I set my phone down, smiling to myself.

“Looks like we’ve got our girl back, Honey.”

The kitten purred, laying her chin right on the edge of my head. Probably relieved that her mom was home.

Chapter Sixty

Aurora / Joshua

Aurora

The elevator doors slid open, and there he was: Alex. Tall. Stoic. Hands shoved in his pockets, like always, the definition of unreadable.

He glanced down, eyes flicking over me. “Where you heading, little one?”

Little one?

I blinked. Okay, fair. He was six foot four, built like someone who could bench-press a small car, and I was… very much not.

Still, the nickname caught me off guard enough that I mumbled, “Up.”

He didn’t comment, just nodded once and stepped aside as I pressed the button for Joshua’s floor. The elevator hummed as it moved up, silence stretching between us, but it wasn’t uncomfortable. Not really. Alex had that quiet kind of energy, heavy but calm.

When the doors opened, we both stepped out at the same time.

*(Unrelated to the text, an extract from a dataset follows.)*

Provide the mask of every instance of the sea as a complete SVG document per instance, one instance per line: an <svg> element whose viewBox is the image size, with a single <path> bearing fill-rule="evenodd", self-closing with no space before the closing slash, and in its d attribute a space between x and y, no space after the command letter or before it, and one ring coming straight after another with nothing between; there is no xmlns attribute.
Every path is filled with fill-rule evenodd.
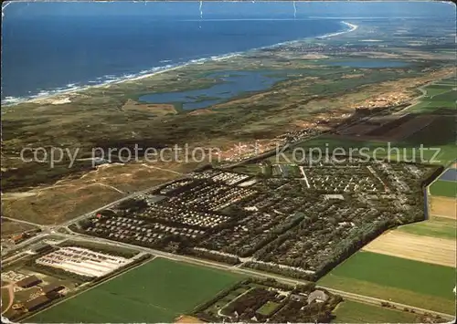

“Oh,” I said softly. “You’re—”

“Yeah,” he said. “Visiting Lockhart.”

Right. Of course. Who else?I should’ve known the moment I saw him.

“You gonna try to talk to him today? I can leave,” he said, voice lower than usual.

My cheeks warmed. “I—uh—I already did that yesterday.”

His brow lifted just a little. “That so?”

I nodded, clutching my bag tighter.

He studied me for a beat, as if he were piecing together a puzzle. He exhaled. “You didn’t talk on his bed, did you?”

My head snapped up. “No! On the couch!”

“Talked?” he pressed, leaning slightly against the wall with that oddly protective look on his face.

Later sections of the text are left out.